Re: [PATCH] sched/fair: Consider cpu affinity when allowing NUMA imbalance in find_idlest_group

From: K Prateek Nayak
Date: Fri Feb 11 2022 - 02:37:09 EST


Hello Peter,

On 2/9/2022 10:50 PM, Peter Zijlstra wrote:
>>> Where does this affinity come from?
>> The affinity comes from limiting the process to a certain subset of
>> available cpus by modifying the cpus_ptr member of task_struck
>> via taskset or numactl.
> That's obviously not an answer. Why is that done?
Sorry, I should have been more clear in my previous reply.

Currently, the scheduler is conservative while spreading the tasks across
groups of a NUMA domain. It does so only when the number of runnable
tasks in the local sched-group is less than the allowed imbalance
threshold. The imbalance threshold is 25% of the domain's span weight
in sched/tip/core. Mel's recent patchset
"Adjust NUMA imbalance for multiple LLCs"
(https://lore.kernel.org/lkml/20220208094334.16379-1-mgorman@xxxxxxxxxxxxxxxxxxx/)
make it dependent on the number of LLCs in the NUMA domain.

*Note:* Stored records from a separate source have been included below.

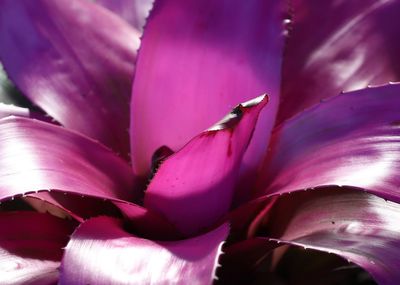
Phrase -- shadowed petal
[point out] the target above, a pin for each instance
(75, 60)
(197, 60)
(352, 139)
(39, 156)
(193, 188)
(101, 252)
(77, 174)
(31, 247)
(336, 46)
(358, 226)
(134, 12)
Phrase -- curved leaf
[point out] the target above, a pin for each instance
(75, 60)
(101, 252)
(132, 11)
(353, 44)
(197, 60)
(39, 156)
(358, 226)
(31, 247)
(194, 187)
(353, 139)
(76, 174)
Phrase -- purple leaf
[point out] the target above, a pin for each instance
(203, 173)
(39, 156)
(134, 12)
(197, 60)
(336, 46)
(101, 252)
(31, 247)
(360, 227)
(75, 60)
(73, 170)
(353, 139)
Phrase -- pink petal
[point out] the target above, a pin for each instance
(143, 221)
(358, 226)
(75, 60)
(31, 247)
(101, 252)
(197, 60)
(39, 156)
(352, 140)
(134, 12)
(76, 173)
(338, 45)
(193, 188)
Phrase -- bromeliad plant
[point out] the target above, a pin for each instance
(235, 202)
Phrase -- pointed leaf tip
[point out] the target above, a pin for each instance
(203, 173)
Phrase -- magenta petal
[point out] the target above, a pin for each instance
(31, 247)
(193, 188)
(101, 252)
(197, 60)
(336, 46)
(134, 12)
(39, 156)
(352, 140)
(75, 60)
(357, 226)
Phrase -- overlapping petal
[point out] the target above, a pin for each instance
(194, 187)
(197, 60)
(336, 46)
(75, 60)
(134, 12)
(40, 156)
(358, 226)
(102, 252)
(353, 139)
(31, 247)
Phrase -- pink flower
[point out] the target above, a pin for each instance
(147, 185)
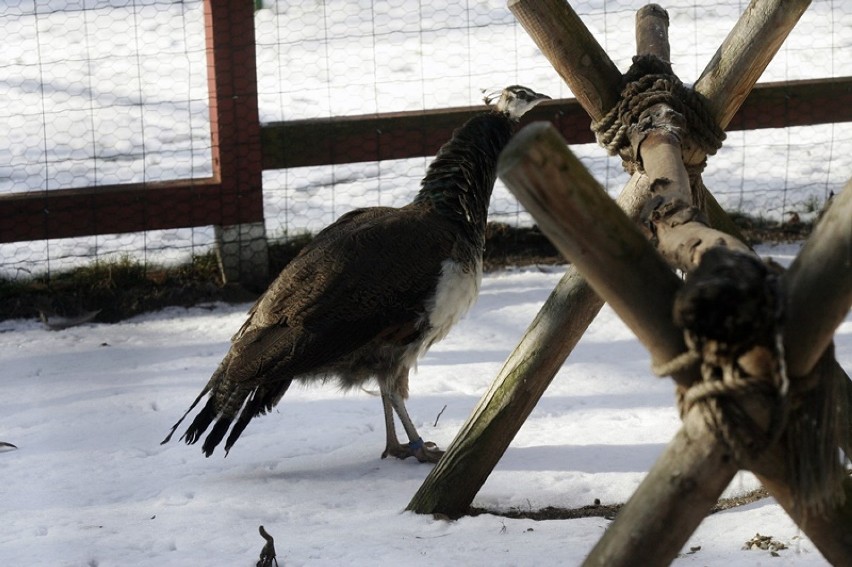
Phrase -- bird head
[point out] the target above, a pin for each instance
(515, 101)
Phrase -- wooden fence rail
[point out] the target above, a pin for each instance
(242, 148)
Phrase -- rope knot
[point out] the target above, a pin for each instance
(730, 313)
(649, 82)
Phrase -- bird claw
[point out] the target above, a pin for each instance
(425, 452)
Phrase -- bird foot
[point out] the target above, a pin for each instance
(425, 452)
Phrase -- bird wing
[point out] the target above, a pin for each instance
(368, 275)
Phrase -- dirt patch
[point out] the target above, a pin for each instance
(123, 289)
(606, 511)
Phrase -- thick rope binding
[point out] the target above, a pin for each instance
(651, 81)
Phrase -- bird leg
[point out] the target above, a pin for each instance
(425, 452)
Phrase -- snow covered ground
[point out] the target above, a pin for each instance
(90, 485)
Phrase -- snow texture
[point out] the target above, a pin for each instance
(90, 484)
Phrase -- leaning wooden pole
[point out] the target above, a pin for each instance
(451, 486)
(566, 314)
(819, 284)
(744, 54)
(608, 252)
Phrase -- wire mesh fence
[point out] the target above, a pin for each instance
(115, 91)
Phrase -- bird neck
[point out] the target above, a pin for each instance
(459, 181)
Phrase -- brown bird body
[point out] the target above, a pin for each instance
(370, 294)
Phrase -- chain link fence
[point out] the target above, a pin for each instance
(114, 91)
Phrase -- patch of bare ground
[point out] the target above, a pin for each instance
(606, 511)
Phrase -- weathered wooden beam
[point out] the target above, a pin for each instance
(819, 286)
(538, 167)
(573, 51)
(400, 135)
(697, 466)
(652, 32)
(744, 54)
(449, 489)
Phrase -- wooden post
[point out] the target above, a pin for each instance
(743, 56)
(696, 467)
(573, 51)
(538, 157)
(235, 129)
(819, 286)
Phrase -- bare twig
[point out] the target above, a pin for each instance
(440, 413)
(267, 554)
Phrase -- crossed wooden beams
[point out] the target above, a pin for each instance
(619, 265)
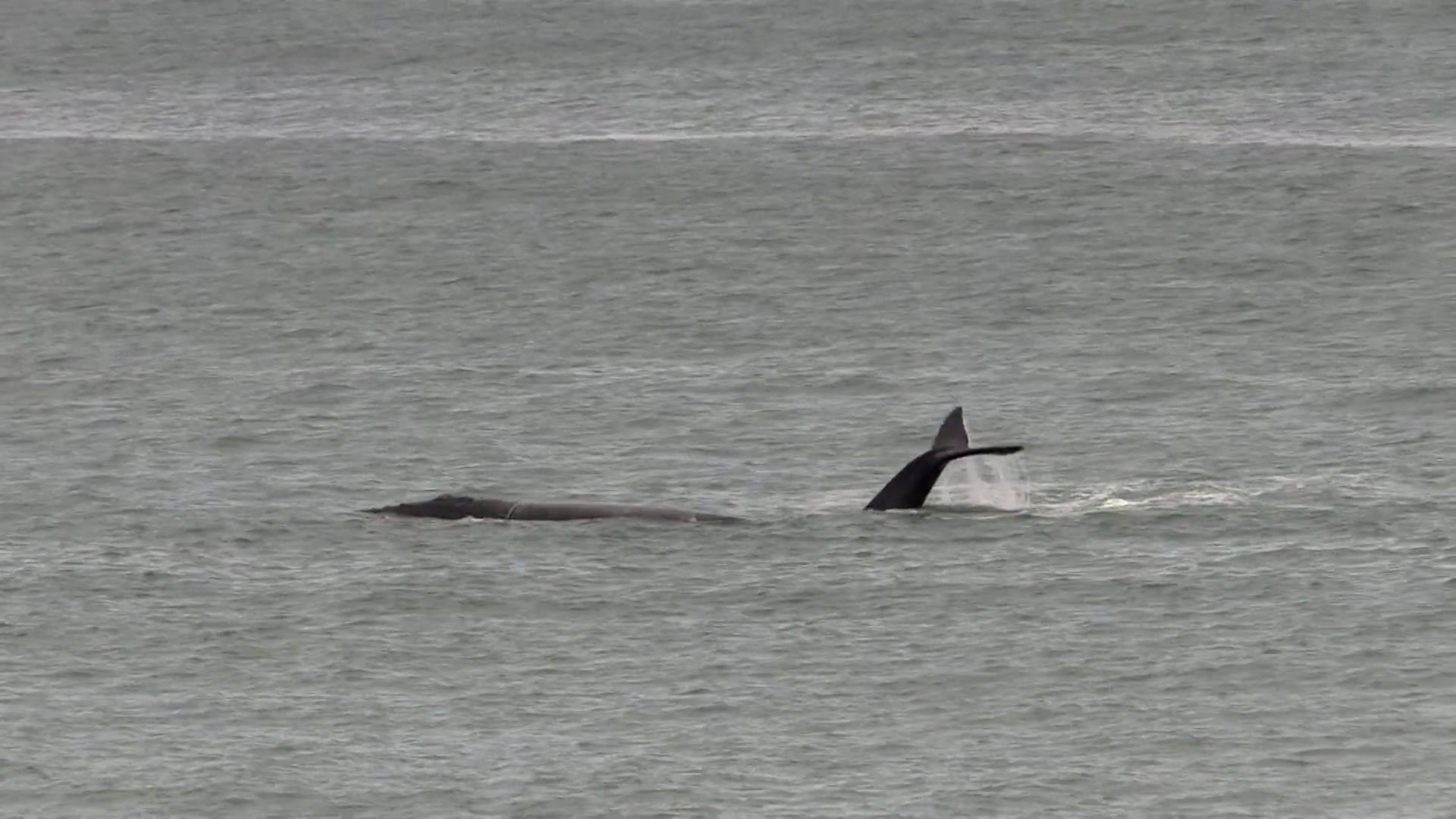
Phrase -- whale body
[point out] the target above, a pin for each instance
(906, 490)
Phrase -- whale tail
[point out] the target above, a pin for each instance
(913, 483)
(952, 431)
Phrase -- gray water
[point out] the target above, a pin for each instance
(267, 264)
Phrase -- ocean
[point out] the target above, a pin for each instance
(268, 264)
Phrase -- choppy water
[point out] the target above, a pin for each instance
(267, 264)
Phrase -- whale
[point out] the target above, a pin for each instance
(906, 490)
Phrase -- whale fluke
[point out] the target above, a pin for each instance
(913, 483)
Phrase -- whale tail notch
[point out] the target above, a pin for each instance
(913, 483)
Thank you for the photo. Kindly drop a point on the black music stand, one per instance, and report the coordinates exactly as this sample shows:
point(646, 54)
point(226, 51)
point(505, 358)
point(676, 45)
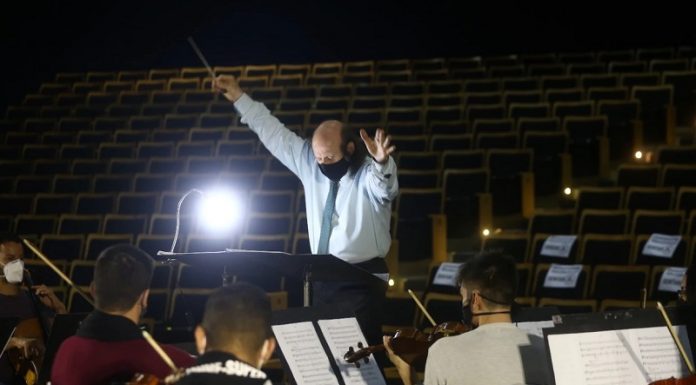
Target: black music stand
point(302, 267)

In case of AMD Zen like systems containing with multiple LLCs per
socket, users want to spread bandwidth hungry applications across
multiple LLCs. Stream is one such representative workload where the
best performance is obtained by limiting one stream thread per LLC. To
ensure this, users are known to pin the tasks to a specify a subset of
the CPUs consisting of one CPU per LLC while running such bandwidth
hungry tasks.

Suppose we kickstart a multi-threaded task like
stream with 8 threads using taskset or numactl to run on a subset of
CPUs on a 2 socket Zen3 server where each socket contains 128 CPUs
(0-63,128-191 in one socket, 64-127,192-255 in another socket)

Eg: numactl -C 0,16,32,48,64,80,96,112 ./stream8

Here each CPU in the list is from a different LLC and 4 of those LLCs
are on one socket, while the other 4 are on another socket.

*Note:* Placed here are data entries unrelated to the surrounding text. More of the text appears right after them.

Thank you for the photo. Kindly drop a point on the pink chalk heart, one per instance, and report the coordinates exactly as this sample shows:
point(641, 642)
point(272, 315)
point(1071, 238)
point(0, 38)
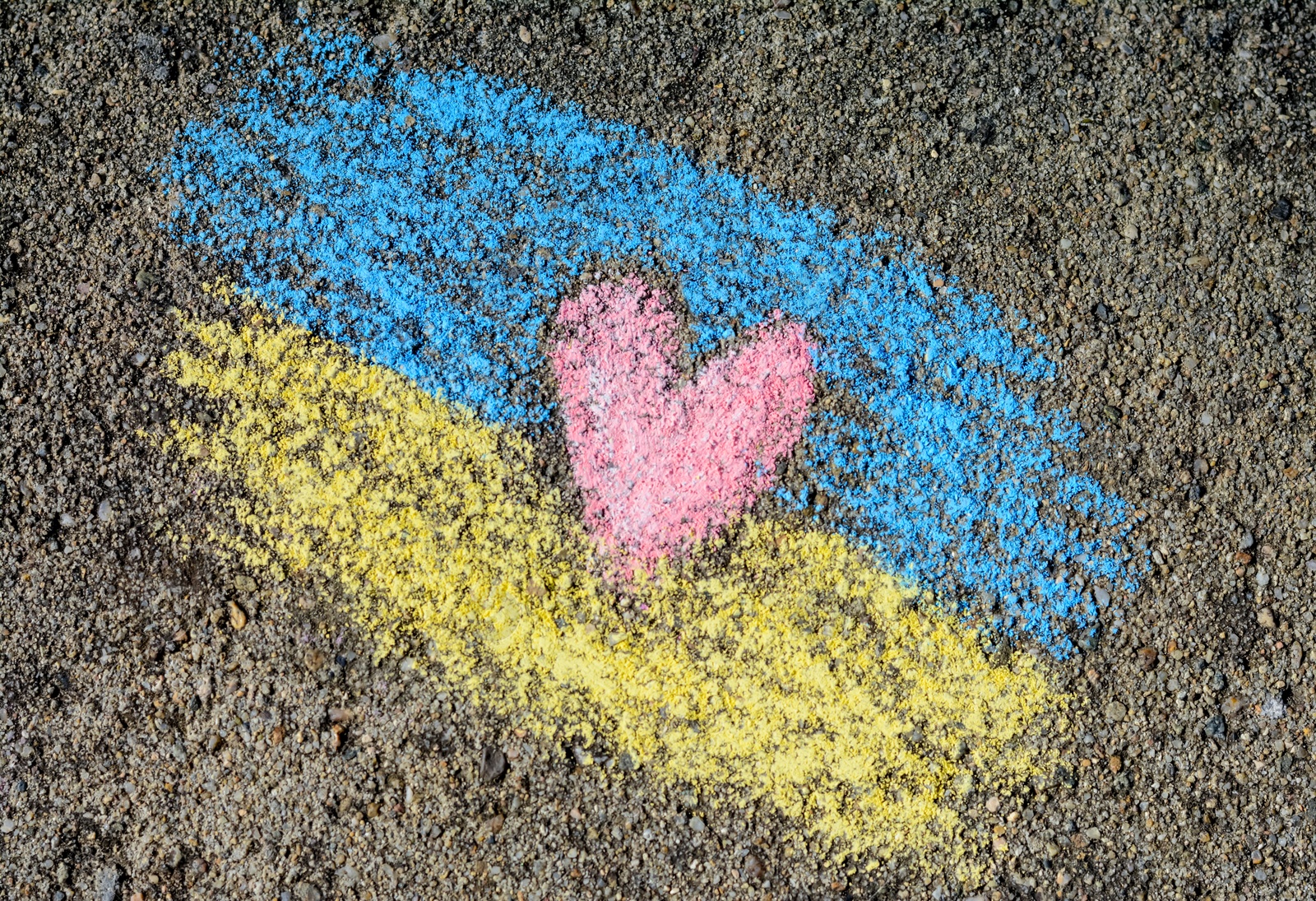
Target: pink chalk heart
point(662, 465)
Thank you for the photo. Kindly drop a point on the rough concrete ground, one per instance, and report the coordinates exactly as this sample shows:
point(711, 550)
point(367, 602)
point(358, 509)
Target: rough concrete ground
point(1133, 179)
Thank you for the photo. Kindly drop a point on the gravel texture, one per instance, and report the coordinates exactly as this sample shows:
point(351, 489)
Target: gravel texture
point(1132, 179)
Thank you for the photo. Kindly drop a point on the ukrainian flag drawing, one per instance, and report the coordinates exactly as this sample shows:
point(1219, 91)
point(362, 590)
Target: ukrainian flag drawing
point(791, 449)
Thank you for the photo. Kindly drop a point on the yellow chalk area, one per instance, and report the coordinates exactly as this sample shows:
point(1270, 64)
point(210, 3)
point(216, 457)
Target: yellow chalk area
point(781, 664)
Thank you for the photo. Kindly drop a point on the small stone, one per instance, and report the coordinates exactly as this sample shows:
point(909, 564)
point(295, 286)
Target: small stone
point(1273, 708)
point(237, 617)
point(493, 764)
point(107, 884)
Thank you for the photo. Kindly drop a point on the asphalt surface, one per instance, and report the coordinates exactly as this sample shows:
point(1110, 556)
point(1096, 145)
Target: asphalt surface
point(1132, 181)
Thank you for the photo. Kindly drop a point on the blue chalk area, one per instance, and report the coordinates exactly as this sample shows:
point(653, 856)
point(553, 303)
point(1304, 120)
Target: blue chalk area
point(433, 221)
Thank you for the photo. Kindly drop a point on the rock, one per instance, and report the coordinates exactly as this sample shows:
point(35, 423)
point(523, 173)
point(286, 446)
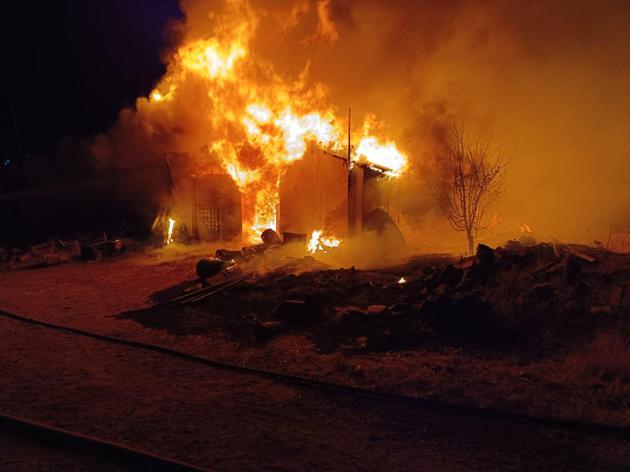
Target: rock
point(377, 310)
point(573, 269)
point(601, 310)
point(485, 255)
point(542, 291)
point(407, 333)
point(210, 266)
point(270, 238)
point(350, 315)
point(295, 311)
point(268, 329)
point(400, 306)
point(450, 275)
point(527, 240)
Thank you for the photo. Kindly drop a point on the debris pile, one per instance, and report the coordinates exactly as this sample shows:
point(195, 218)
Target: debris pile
point(497, 297)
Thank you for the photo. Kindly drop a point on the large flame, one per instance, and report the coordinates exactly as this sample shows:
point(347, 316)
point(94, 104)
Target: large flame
point(256, 122)
point(319, 242)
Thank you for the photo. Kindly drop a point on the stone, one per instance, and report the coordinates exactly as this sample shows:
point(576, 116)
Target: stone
point(268, 329)
point(485, 255)
point(377, 310)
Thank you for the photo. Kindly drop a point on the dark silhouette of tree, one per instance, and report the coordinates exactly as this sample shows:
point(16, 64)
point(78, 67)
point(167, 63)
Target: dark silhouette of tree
point(468, 180)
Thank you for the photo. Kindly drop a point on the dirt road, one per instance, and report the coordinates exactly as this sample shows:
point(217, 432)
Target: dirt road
point(228, 421)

Ideally we would prefer that each stream thread runs on a different
CPU from the allowed list of CPUs. However, the current heuristics in
find_idlest_group() do not allow this during the initial placement.

Suppose the first socket (0-63,128-191) is our local group from which
we are kickstarting the stream tasks. The first four stream threads
will be placed in this socket. When it comes to placing the 5th
thread, all the allowed CPUs are from the local group (0,16,32,48)
would have been taken. We can detect this by checking if the number of
CPUs in the local group are fewer than the number of tasks running in
the local group and use this information to spread the 5th task out
into the the next socket (after all, the goal in this slowpath is to
find the idlest group and the idlest CPU during the initial
placement!).

However, the current scheduler code simply checks if the number of
tasks in the local group is fewer than the allowed numa-imbalance
threshold. This threshold is 25% of the NUMA domain span
in sched/tip/core (in this case threshold = 32) and is equal to the
number of LLCs in the domain with Mel's recent v6 patchset
(https://lore.kernel.org/lkml/20220208094334.16379-1-mgorman@xxxxxxxxxxxxxxxxxxx/)
(in this case threshold = 8). For this example, the number of tasks
will always be within threshold and thus all the 8 stream threads
will be woken up on the first socket thereby resulting in
sub-optimal performance.

Following are the results from running 8 Stream threads with and
without pinning:

               tip sched/core           tip sched/core          tip sched/core
                     + mel-v6                 + mel-v6            + this-patch
                 (no pinning)                 +pinning               + pinning

 Copy:   111309.82 (0.00 pct)    111133.84 (-0.15 pct)   151249.35 (35.88 pct)
Scale:   107391.64 (0.00 pct)    105933.51 (-1.35 pct)   144272.14 (34.34 pct)
  Add:   126090.18 (0.00 pct)    127533.88 (1.14 pct)    177142.50 (40.48 pct)
Triad:   124517.67 (0.00 pct)    126944.83 (1.94 pct)    175712.64 (41.11 pct)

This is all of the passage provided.